In the early 1900s, Audrey Munson was the “It Girl” of New York City. She was known as “the most perfect model” and was adored for her stunning looks. In fact, some public works sculptures based on her striking figure and face still grace Manhattan, Brooklyn and The Bronx, according to the New York Post.
It is purported that she posed for more public works than anyone of her time. Statues that bear her likeness grace Fifth Avenue, the New York Public Library, the Manhattan Bridge and Columbus Circle—among many others.
Because of this, some historians have called her the first supermodel. But despite her glamorous rise to fame, she met with tragic downfall.
Born in 1891, Munson was first discovered in 1906 when she was just 15 years old. There are two versions to how she was discovered. One goes that she was approached on the street by a photographer, who wanted to take her picture. A different version of the story says that Munson was actually struck by the car of a sculptor.
Regardless, she became known as a figure model, favored by the likes of Isidore Konti. She rose in popularity quickly.
Although only a young teen, she would often pose for jobs that required partial or full nudity on her part. But out of necessity for money to help support her divorced mother, she never objected. Her parents had divorced when she was younger and, without her estranged father in the picture, Munson’s mother came to depend on her financially.

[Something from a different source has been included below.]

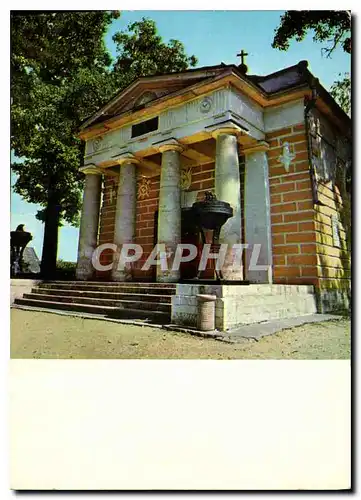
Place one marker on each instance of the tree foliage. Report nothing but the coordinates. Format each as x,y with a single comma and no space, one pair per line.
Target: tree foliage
330,26
62,72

One can only imagine the stress of such a large burden placed on someone so young, and the amount of pressure she felt to be successful as a working model.
Over the years she went from posing, to trying her hand at acting in silent movies. Used to posing nude as an art model, Munson had seemingly no qualms about appearing nude on camera—the first time nudity appeared in a non-pornographic movie. During this time, she made quite a lot of money, but spent a lot too.
Despite her successes, Munson became the center of a scandal when her landlord murdered his wife. News got around that his motive was to marry Munson, with whom he was obsessed. That was in 1919.
Her career dried up after the scandal and, due to frivolous spending habits, so did her money—sending her into a tragically downward spiral. It was during the 1920s that she apparently became unhinged.
She would call herself “Baroness Audrey Meri Munson-Monson” and eventually attempted suicide by overdosing on pills.
By 1931, at the age of 40, she was committed to an insane asylum. There she spent the last 64 years of her life locked up for her mental instability until her death in 1996, alone at the age of 104.